2 100watt spot bulbs for a quid from Asda - use one of them in the ceramic bulb holder.



> mat sat £30.99


a mat stat but no heat mat? 
with their 3 bulbs you'd need 3 dimming stats. Get 1 dimming stat, possibly about £35 and use the one 100watt bulb on it.



> 90cm 10.0UVB strip light £36.99


i hope they'll hug and kiss you when they're screwing you.. Should cost around half of that for a 36inch



> starter unit £22.99


Arcadia starters are about £17



> 2x woodchip £6


and a dead beardie possibly.. get some tiles from B&Q or smash paving slabs or use newspaper / lino etc



> thermometer £3.95


Better to get a couple of digital ones off eBay.. hot end and cool end. 



> Nutrobal £7.95


Possibly about right but you'll also need calcium such as Calypso as well.

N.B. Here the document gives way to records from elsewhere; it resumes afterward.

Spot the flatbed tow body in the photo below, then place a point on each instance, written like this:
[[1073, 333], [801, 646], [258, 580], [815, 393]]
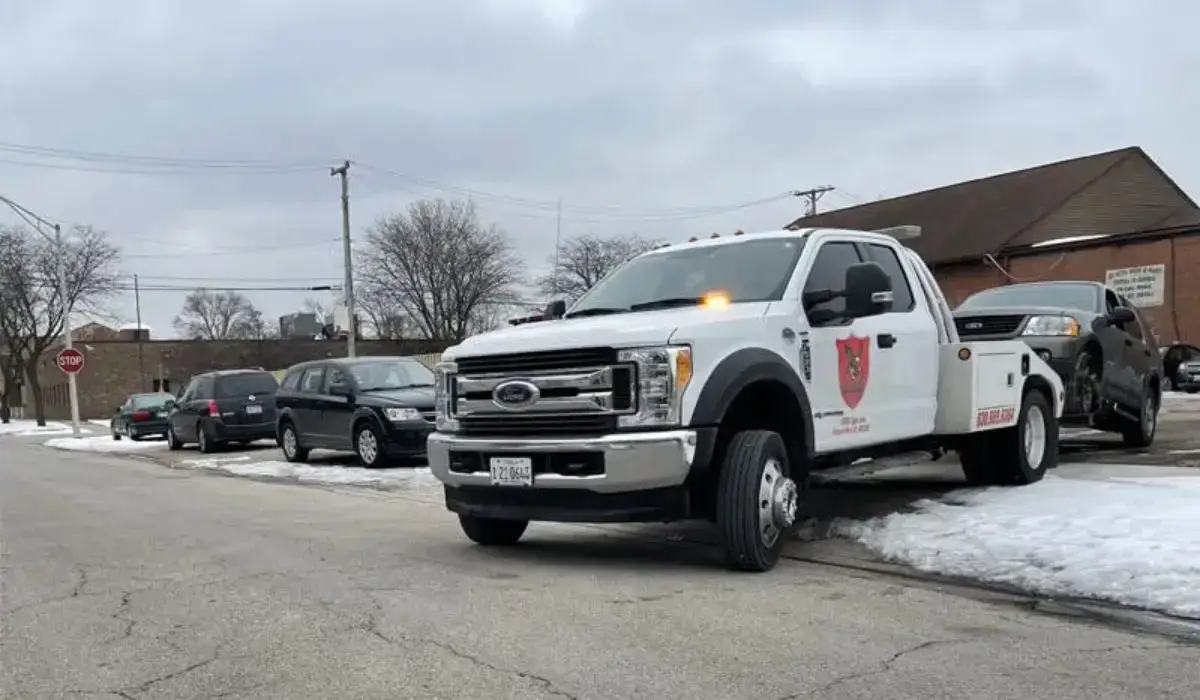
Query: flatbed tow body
[[720, 411]]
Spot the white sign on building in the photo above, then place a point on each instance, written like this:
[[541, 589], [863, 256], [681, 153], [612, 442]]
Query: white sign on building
[[1145, 286]]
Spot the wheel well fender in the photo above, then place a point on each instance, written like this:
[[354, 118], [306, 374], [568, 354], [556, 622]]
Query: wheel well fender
[[762, 374]]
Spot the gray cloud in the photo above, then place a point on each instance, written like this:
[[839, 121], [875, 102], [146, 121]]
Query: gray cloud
[[648, 106]]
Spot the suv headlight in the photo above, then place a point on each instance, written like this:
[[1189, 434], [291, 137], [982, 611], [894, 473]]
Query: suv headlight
[[1066, 325], [443, 396], [663, 376]]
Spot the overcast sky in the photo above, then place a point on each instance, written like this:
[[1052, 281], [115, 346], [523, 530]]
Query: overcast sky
[[658, 117]]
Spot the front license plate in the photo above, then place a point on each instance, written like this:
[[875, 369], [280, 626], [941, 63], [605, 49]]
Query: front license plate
[[511, 471]]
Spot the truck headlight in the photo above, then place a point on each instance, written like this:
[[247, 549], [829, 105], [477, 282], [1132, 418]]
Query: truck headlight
[[401, 414], [1044, 325], [443, 396], [663, 376]]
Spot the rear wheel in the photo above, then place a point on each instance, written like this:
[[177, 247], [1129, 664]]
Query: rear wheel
[[756, 501], [492, 531], [289, 442], [1017, 455]]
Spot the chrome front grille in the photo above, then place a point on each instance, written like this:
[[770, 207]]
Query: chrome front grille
[[570, 393]]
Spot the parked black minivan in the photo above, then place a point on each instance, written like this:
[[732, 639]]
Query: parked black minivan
[[223, 407], [381, 408]]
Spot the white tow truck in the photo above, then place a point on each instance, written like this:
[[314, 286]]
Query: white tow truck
[[709, 380]]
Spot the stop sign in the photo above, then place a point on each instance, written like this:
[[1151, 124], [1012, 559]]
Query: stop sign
[[70, 360]]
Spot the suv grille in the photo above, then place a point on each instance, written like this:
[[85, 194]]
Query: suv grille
[[971, 325], [570, 393]]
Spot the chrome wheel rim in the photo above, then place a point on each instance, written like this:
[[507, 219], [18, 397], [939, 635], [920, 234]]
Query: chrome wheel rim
[[778, 502], [369, 447], [1035, 436]]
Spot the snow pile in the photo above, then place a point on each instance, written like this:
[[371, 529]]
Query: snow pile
[[1133, 540], [105, 444], [30, 429], [333, 474]]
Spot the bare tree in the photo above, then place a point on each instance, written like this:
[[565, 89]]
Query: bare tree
[[442, 268], [586, 259], [33, 306], [209, 315]]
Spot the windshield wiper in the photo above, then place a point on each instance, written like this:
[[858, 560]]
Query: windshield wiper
[[595, 311], [670, 303]]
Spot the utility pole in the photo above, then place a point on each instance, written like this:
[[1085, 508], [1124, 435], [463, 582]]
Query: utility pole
[[813, 196], [137, 306], [347, 258]]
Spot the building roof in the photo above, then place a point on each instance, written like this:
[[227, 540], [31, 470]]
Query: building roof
[[1109, 193]]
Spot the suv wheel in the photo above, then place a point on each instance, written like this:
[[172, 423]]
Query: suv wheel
[[289, 442], [1140, 434]]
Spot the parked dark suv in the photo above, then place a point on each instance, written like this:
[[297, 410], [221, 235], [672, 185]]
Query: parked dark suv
[[223, 407], [1097, 341], [379, 408]]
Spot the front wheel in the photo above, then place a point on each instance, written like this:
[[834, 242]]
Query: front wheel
[[756, 502], [492, 531]]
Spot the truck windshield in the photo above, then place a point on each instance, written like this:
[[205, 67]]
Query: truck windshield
[[753, 270], [1067, 295]]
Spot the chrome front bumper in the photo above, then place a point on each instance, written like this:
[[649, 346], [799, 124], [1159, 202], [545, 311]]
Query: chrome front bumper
[[633, 461]]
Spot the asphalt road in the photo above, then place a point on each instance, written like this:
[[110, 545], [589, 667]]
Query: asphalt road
[[126, 579]]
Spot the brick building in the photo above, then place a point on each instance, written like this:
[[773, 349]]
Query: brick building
[[1113, 217], [118, 368]]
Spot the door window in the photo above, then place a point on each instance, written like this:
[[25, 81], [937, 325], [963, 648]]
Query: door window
[[829, 273], [312, 380], [887, 258]]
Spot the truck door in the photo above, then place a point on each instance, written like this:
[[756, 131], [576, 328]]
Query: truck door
[[909, 352], [847, 396]]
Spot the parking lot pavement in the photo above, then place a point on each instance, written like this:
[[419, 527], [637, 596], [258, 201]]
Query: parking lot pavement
[[126, 580]]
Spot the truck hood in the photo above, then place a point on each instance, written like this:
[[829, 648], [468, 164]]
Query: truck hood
[[1024, 311], [633, 329]]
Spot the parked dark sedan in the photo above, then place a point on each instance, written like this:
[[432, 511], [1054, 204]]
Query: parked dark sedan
[[379, 408], [223, 407], [142, 416], [1097, 341]]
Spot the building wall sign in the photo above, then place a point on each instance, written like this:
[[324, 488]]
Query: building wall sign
[[1145, 285]]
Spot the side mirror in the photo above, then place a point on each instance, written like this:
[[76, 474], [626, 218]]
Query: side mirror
[[868, 291], [556, 309]]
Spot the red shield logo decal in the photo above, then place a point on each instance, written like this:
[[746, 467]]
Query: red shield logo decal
[[853, 368]]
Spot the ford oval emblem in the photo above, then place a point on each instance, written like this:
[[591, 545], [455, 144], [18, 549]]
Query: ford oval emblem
[[515, 394]]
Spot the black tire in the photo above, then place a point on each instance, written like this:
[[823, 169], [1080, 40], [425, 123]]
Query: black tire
[[997, 458], [1140, 434], [492, 531], [293, 450], [205, 443], [755, 460], [365, 434]]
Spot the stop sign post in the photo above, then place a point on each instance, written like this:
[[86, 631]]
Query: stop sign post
[[70, 360]]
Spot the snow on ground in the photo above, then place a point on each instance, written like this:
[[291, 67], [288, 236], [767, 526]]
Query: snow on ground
[[30, 429], [1123, 534], [334, 474], [105, 443]]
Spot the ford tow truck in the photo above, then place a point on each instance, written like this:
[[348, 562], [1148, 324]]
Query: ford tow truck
[[709, 380]]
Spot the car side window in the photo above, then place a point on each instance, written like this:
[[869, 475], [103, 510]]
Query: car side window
[[292, 382], [889, 261], [312, 380], [828, 271]]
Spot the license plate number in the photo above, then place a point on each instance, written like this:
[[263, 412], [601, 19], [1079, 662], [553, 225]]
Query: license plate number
[[511, 471]]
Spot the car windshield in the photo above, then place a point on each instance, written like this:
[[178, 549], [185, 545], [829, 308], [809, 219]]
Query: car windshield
[[388, 375], [1081, 297], [231, 386], [754, 270], [151, 400]]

> Also I went to two reptile shops and one said to get a 4ft and the other one said a 4ft was too big if I started with a small berdie and he wouldn't be able to find the food and 3ft was plenty!!! who is right????????


i put a baby in a 6x2x2 an he was fine, i just chilled the food to slow it down


----------



## jools (Apr 4, 2009)

Welcome to the forum! Good advice from Meko.


----------



## spatte88 (Jun 29, 2009)

Yep i agree! Zoo Med calcium dust with D3 is good for dusting the livefood with as it sticks to them like mad!!!


----------



## weeble (Sep 29, 2007)

If you say where you are then someone could recomend a good shop near you.

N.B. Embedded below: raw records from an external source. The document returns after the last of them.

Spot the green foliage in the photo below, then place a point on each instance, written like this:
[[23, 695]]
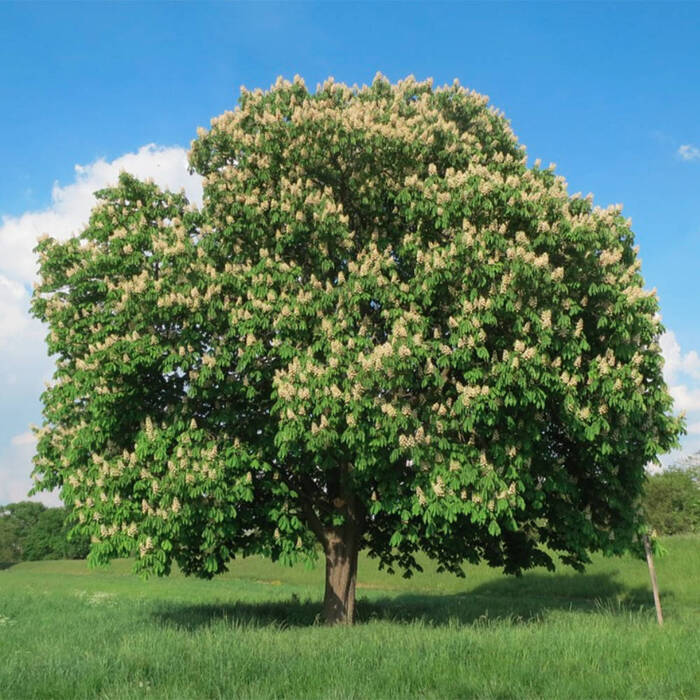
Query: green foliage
[[672, 501], [31, 531], [380, 318], [251, 633]]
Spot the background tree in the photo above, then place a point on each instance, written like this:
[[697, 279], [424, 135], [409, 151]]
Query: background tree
[[672, 500], [31, 531], [383, 331], [16, 520]]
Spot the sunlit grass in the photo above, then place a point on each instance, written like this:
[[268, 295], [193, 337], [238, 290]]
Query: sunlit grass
[[66, 632]]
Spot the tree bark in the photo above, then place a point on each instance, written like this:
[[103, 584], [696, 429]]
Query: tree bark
[[341, 548]]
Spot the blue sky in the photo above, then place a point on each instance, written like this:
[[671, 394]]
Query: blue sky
[[609, 92]]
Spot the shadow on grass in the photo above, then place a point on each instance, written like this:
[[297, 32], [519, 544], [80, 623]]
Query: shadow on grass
[[516, 601]]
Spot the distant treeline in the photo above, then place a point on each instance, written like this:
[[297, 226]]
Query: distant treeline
[[31, 531], [672, 500]]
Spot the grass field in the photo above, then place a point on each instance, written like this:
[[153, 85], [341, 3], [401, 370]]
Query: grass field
[[67, 632]]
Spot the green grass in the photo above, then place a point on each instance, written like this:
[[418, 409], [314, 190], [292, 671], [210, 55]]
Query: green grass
[[67, 632]]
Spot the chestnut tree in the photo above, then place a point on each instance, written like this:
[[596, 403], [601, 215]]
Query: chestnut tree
[[382, 331]]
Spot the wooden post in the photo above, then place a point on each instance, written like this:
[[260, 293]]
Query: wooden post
[[654, 585]]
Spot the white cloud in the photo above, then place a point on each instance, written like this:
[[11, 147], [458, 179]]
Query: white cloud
[[14, 305], [689, 152], [685, 399], [24, 365], [682, 374], [15, 470], [71, 204], [676, 362]]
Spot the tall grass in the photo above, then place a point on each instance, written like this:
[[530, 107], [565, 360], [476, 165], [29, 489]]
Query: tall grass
[[66, 632]]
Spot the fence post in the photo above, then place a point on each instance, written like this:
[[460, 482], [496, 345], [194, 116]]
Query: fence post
[[654, 585]]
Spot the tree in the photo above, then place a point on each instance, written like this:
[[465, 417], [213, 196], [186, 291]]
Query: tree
[[16, 521], [672, 500], [382, 331], [49, 538], [31, 531]]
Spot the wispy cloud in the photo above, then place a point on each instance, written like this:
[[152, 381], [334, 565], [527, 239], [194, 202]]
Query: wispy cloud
[[24, 365], [689, 152], [682, 374]]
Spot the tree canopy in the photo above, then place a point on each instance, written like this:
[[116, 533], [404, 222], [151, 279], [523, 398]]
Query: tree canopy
[[382, 331]]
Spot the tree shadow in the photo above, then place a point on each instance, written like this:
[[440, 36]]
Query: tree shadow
[[528, 599]]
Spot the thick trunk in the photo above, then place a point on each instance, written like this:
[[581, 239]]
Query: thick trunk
[[341, 548]]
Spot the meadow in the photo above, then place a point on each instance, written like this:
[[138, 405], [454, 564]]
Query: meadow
[[70, 632]]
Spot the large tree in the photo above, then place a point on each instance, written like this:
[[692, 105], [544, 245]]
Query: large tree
[[382, 331]]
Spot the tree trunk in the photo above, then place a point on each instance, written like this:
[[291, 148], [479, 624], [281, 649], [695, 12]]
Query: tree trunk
[[341, 548]]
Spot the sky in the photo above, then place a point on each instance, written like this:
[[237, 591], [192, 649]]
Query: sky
[[609, 92]]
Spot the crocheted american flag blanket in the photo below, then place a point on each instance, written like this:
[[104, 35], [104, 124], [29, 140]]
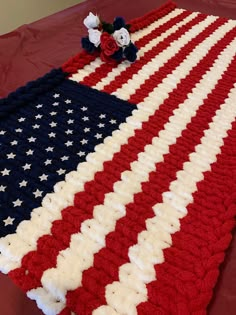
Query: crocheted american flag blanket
[[117, 182]]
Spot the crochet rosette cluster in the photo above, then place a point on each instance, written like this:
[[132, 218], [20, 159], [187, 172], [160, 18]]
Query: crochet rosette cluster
[[141, 222]]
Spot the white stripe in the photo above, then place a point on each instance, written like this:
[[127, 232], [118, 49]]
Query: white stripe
[[156, 63], [79, 256], [16, 245], [122, 67], [134, 276], [88, 69]]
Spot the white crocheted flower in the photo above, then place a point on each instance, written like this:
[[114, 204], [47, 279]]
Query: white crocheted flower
[[94, 37], [91, 21], [122, 37]]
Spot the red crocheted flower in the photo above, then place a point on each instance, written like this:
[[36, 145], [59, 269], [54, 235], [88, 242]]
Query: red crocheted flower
[[108, 44]]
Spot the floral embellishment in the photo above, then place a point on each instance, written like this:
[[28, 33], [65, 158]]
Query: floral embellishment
[[95, 37], [112, 41], [91, 21], [108, 44], [122, 37]]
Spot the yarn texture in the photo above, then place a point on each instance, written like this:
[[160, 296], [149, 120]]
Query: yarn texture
[[118, 181]]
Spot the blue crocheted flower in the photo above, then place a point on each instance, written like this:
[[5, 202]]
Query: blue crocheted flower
[[118, 23], [130, 52], [87, 45]]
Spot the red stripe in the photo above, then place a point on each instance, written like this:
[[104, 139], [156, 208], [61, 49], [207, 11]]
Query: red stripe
[[185, 280], [128, 73], [83, 58], [101, 72], [92, 293], [49, 245], [158, 76]]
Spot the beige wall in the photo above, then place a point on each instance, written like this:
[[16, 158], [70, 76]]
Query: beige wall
[[14, 13]]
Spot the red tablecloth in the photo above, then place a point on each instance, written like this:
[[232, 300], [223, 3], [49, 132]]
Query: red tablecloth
[[31, 50]]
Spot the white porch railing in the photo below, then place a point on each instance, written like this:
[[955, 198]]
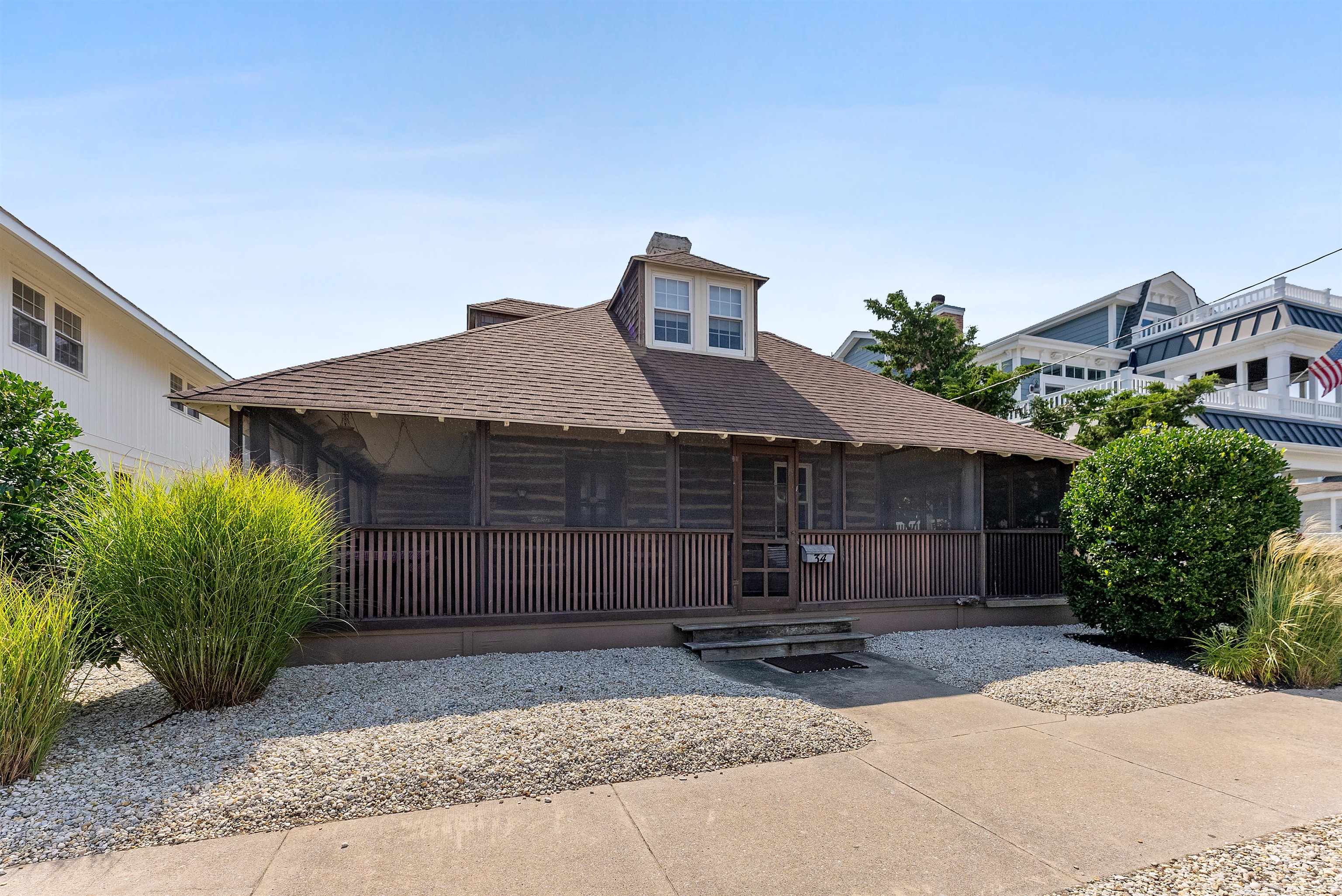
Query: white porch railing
[[1274, 291], [1226, 399]]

These are the kind of thing you want to look at...

http://www.reptileforums.co.uk/lizards/367044-reptile-shop-starter-kits.html


----------



## Art_Gekko (Aug 9, 2009)

When I had my baby beardie in a 4ft viv I just sectioned it off so he only had access to 2/3rds of it until he got used to such a large space as previously he had been in a 2ft viv shared with lots and lots of his siblings!


----------



## mindo (Sep 7, 2009)

Im in Milton Keynes, any shop recommendations welcome!


----------



## 39761 (Sep 3, 2009)

welcome to the forum.

why dont you have a look in the *Lizard Classifieds* on here


----------



## Tarn~Totty (May 4, 2009)

:welcome:

Good idea from Luke there...you might find someone near you selling a complete set up with beardie, more of a reasonable price too : victory:


----------



## jarvis and charlie (Mar 27, 2009)

wtf what shop is that go with what meko said dont think you need a 100watt we use a 60 watt sub use kitchen towel , living rain forest in rhyl are the cheepest for striplight arcadia 12% we have just built our first viv its great but cost us loads look at the classifieds as said above for a deal on the viv


----------



## woolerc01 (Jan 4, 2009)

That seems a very high price for the viv. The heat mat and ceramic bulb seem a bit on the high side as well.
Not sure where you are but I'm selling a 4ft viv for £50, only 7 months old


----------



## mindo (Sep 7, 2009)

Thanks for the replie guys, confirmed that shop as a no-go then!

I'm currently split between getting a second hand viv from someone on here, or building one from scratch -- decisions decisions!!!

Wooler whereabouts are you? im in Milton Keynes, you got any pix of the Viv you are selling?


----------



## Paul B (Apr 16, 2008)

Good grief. 
we do a complete beardie set up for £250.00 including the Dragon.

4ft vivexotic 119
3ft repti10 27
bulb holder (you dont really need ceramic ones) 6
bulb (75w spot) 6
thermometers 2 8
starter Arcadia 23 
Dragon. 3-4 months 65

Dimmer stats come in at about £50.00 (habistsat) if the customer is not capable of adjusting the wattage and or height of the basking spot to attain the correct temps.

WE recommend paper towels for the substrate or lino or repticarpet.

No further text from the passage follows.